The Merkel lab is interested in smart drug delivery systems. Our research on drug and RNA delivery is subdivided into the following topics:

Synthetic nano-sized delivery systems for RNA and CRISPR/Cas
Delivery is currently the greatest hurdle for the therapeutic use of nucleic acids such as siRNA, mRNA or CRISPR plasmids and RNPs. Therefore, we develop novel delivery systems based on biodegradable and amphiphilic polymers supported by molecular dynamics simulations, Design-of-Experiment, and machine learning and prepare nanoparticles by precision microfluidic assembly. We optimize their characteristics such as reproducibility of formulation, size, RNA protection and release, toxicity, immunogenicity and bioactivity for better in vivo results and develop clinically relevant dosage forms such as powders for inhalation with increased shelf-live prepared by spray drying.
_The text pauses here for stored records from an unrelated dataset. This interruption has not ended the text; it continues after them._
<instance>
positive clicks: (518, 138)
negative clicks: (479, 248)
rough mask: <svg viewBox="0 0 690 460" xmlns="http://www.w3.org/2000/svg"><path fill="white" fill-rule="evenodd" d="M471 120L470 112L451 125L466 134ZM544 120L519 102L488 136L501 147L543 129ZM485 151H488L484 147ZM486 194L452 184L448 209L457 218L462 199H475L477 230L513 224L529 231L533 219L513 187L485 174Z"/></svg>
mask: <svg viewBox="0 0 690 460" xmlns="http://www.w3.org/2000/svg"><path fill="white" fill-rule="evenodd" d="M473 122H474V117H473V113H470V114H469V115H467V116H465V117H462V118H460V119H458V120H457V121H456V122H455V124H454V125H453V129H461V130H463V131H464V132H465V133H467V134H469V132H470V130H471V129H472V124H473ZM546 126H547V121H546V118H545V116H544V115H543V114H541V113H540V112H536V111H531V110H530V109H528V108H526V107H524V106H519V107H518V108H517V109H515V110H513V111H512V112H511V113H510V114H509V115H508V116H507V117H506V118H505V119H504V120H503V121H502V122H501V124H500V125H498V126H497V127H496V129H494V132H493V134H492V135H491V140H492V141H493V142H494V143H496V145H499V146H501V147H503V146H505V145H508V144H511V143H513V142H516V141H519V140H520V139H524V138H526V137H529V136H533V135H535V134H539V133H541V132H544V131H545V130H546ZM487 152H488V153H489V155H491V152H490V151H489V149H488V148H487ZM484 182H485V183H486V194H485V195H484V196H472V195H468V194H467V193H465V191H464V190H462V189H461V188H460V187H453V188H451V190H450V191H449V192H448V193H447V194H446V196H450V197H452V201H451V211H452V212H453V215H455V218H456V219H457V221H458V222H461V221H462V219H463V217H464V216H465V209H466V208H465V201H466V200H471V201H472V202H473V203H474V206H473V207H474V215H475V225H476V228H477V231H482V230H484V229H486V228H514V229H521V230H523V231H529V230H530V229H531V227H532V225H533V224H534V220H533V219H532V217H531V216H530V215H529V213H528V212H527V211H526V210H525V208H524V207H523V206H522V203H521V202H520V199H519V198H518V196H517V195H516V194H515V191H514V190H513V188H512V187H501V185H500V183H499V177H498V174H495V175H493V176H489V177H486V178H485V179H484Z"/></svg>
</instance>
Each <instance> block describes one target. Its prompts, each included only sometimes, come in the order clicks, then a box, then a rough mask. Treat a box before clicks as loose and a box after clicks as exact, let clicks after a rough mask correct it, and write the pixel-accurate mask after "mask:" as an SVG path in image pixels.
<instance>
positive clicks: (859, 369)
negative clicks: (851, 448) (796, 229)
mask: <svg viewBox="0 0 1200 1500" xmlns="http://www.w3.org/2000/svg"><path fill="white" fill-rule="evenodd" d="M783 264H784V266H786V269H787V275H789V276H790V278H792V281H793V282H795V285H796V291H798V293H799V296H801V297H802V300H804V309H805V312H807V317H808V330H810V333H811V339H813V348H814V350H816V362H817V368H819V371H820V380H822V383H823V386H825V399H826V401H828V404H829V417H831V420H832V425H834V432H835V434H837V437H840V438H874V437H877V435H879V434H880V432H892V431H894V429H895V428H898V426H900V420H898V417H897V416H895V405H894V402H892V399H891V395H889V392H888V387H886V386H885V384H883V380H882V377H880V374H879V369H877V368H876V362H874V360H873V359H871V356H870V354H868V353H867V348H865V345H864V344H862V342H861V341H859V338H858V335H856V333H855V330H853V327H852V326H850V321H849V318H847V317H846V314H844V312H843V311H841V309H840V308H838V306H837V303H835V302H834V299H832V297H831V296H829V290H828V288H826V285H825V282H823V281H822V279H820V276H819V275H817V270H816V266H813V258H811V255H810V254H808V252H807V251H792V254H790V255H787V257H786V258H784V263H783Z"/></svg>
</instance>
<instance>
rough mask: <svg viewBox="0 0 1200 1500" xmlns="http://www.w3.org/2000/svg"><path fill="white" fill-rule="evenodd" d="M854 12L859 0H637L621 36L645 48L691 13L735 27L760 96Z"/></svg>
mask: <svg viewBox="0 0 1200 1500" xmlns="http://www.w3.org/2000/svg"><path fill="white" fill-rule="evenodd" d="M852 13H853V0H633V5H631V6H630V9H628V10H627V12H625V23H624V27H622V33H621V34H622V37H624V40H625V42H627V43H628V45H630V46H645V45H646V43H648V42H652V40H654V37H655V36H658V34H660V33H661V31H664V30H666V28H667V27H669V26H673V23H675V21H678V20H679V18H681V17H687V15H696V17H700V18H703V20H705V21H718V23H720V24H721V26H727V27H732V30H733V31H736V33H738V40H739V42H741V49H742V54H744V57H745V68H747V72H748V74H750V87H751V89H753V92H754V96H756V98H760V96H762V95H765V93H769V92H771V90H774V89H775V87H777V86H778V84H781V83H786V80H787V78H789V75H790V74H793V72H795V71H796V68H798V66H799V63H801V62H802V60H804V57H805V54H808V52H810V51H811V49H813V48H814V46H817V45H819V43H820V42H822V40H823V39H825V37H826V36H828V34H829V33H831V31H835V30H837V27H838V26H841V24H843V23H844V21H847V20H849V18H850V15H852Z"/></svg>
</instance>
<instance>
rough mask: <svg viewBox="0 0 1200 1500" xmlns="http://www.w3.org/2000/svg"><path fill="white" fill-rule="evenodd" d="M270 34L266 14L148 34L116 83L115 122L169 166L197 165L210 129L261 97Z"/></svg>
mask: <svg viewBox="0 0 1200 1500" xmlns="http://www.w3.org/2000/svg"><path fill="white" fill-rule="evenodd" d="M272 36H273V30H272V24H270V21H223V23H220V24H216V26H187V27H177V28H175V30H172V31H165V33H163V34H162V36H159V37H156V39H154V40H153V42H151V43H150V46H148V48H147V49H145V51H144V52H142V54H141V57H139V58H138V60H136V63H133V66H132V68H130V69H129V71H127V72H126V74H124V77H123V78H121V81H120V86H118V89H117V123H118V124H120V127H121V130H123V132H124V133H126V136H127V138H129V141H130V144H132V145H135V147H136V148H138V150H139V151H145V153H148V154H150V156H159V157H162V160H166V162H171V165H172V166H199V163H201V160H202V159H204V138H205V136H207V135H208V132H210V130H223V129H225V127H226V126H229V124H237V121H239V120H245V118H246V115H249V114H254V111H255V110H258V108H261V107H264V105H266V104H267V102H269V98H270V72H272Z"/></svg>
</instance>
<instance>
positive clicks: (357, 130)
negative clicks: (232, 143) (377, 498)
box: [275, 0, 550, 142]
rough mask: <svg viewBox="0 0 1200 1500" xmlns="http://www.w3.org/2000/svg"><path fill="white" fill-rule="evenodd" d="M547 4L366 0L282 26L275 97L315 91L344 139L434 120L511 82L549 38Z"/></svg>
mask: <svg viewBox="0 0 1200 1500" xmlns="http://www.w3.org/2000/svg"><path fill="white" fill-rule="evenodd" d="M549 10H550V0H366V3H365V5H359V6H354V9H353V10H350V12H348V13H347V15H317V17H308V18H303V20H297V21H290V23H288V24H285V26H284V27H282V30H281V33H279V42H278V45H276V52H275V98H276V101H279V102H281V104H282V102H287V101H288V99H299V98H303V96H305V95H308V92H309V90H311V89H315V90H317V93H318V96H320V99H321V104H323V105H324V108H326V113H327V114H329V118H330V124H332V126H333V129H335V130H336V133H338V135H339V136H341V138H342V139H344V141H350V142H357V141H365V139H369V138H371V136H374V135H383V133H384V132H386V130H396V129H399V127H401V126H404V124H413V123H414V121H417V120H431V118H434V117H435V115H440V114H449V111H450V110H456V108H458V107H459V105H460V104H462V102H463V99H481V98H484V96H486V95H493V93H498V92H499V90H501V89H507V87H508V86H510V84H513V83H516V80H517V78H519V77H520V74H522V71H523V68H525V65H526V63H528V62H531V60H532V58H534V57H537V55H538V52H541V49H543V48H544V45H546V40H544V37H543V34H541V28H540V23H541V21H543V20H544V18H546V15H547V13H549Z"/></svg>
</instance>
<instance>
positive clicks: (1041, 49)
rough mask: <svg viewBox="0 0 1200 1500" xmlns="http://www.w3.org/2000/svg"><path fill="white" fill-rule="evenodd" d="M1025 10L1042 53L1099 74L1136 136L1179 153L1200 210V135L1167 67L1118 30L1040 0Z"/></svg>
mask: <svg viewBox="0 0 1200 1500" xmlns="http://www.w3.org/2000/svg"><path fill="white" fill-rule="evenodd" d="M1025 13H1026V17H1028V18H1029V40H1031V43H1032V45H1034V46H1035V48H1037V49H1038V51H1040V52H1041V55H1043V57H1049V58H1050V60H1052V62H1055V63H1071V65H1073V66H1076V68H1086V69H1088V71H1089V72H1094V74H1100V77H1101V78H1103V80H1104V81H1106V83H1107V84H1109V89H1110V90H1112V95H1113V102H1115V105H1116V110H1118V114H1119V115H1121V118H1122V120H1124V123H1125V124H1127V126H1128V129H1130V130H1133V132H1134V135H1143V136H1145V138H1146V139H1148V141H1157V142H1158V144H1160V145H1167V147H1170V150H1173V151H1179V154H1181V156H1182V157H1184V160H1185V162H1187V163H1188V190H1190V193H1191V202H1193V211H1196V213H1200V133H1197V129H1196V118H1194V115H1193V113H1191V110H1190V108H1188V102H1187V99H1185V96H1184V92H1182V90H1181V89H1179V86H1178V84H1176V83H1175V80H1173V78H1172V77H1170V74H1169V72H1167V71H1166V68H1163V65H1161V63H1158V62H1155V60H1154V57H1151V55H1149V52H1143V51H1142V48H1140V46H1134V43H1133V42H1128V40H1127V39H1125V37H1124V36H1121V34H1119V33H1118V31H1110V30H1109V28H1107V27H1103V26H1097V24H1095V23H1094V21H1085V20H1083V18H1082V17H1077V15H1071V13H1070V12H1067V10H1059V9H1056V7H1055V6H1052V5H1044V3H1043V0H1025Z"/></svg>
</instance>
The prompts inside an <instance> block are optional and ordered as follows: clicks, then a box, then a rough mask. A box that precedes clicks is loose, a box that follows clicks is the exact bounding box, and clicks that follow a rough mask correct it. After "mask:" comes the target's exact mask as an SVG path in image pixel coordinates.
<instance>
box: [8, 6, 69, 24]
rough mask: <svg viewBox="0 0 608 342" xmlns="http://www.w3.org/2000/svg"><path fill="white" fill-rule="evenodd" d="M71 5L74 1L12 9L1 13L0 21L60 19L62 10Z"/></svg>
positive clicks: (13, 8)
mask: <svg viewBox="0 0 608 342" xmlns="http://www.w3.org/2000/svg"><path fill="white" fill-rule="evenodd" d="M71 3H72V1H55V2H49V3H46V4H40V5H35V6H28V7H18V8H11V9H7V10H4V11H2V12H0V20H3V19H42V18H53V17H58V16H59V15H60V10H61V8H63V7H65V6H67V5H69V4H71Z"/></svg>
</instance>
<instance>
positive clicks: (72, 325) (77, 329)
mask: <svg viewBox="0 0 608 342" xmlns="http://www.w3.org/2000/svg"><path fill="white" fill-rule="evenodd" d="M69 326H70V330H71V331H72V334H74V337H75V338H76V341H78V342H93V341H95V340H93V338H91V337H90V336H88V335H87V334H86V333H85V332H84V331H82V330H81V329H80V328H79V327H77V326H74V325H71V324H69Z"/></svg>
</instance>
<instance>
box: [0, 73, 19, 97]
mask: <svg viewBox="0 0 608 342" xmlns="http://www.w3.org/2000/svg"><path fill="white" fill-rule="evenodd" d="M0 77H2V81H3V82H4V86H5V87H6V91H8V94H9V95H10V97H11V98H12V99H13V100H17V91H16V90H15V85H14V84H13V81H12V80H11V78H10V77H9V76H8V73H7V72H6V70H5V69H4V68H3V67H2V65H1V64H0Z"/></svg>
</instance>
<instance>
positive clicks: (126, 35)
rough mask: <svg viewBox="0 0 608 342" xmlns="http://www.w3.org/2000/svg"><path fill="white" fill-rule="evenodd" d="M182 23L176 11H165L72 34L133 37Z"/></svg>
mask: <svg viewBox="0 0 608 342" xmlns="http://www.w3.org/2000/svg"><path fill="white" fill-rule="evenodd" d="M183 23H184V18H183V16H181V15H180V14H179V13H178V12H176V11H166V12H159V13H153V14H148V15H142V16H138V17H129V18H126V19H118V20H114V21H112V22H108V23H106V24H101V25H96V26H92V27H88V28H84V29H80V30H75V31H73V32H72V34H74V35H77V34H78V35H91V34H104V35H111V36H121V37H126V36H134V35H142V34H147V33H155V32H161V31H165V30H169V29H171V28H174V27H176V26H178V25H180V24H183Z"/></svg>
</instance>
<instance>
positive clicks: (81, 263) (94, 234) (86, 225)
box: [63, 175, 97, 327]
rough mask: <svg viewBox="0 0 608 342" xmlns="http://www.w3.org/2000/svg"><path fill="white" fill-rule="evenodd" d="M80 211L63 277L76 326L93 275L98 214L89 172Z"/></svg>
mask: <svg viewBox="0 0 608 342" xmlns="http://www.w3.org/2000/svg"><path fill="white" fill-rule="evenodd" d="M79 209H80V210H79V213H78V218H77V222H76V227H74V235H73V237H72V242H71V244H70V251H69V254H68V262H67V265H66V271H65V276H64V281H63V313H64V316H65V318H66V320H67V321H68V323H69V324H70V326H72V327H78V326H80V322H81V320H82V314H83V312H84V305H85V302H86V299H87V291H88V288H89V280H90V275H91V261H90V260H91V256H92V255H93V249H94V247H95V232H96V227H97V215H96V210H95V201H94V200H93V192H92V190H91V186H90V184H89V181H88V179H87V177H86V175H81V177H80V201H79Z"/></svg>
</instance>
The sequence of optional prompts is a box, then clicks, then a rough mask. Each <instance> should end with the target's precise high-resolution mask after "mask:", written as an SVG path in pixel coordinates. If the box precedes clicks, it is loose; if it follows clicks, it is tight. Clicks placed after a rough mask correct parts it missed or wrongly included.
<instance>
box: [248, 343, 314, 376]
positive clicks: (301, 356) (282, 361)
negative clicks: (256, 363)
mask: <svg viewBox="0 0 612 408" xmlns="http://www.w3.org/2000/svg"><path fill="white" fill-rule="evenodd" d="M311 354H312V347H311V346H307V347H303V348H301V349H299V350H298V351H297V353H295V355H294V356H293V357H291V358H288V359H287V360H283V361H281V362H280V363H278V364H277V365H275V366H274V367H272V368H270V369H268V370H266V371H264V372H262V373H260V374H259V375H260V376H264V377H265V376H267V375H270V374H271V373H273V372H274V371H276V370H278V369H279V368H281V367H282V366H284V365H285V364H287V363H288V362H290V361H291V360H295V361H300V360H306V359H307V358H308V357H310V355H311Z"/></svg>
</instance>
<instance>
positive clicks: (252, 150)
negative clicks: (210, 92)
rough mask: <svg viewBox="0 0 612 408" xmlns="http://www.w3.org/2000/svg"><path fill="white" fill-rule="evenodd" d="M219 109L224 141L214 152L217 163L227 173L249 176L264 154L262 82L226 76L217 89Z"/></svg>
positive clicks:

Local administration routes
Due to rapid degradation by nucleases and fast excretion upon systemic injection, local administration of siRNA offers more clinical relevance. By local administration, both the dose and systemic side effects can be decreased. We are mostly interested in pulmonary administration for local effects and nasal administration for subsequent delivery to the brain via the olfactory bulb. We also investigate in situ forming hydrogels as local depot formulations.


Novel safe and target-specific nanomedicines
To reach specific cell populations within the lung or to deliver nucleic acids into the brain, we attach targeting ligands to the surface of the delivery systems. These targeting moieties have a strong affinity with the target cells and tissues. Due to this high affinity, these delivery systems are also investigated for their ability to detect distant targets, such mobile immune cells, circulating tumor cells or metastases.


Therapeutic approaches
Our goal is to develop novel nucleic acid-based nanomedicines for therapy of a range of diseases. We mainly focus on the treatment of asthma and lung cancer with a specific focus on EGFR and Kras mutations in lung cancer and their repair for chemosensitization. Since early 2020, we are investigating pulmonary siRNA delivery against SARS-CoV-2. Additionally, we are also interested in chemosensitization in ovarian cancer and breast cancer and investigate epigenetic mutations.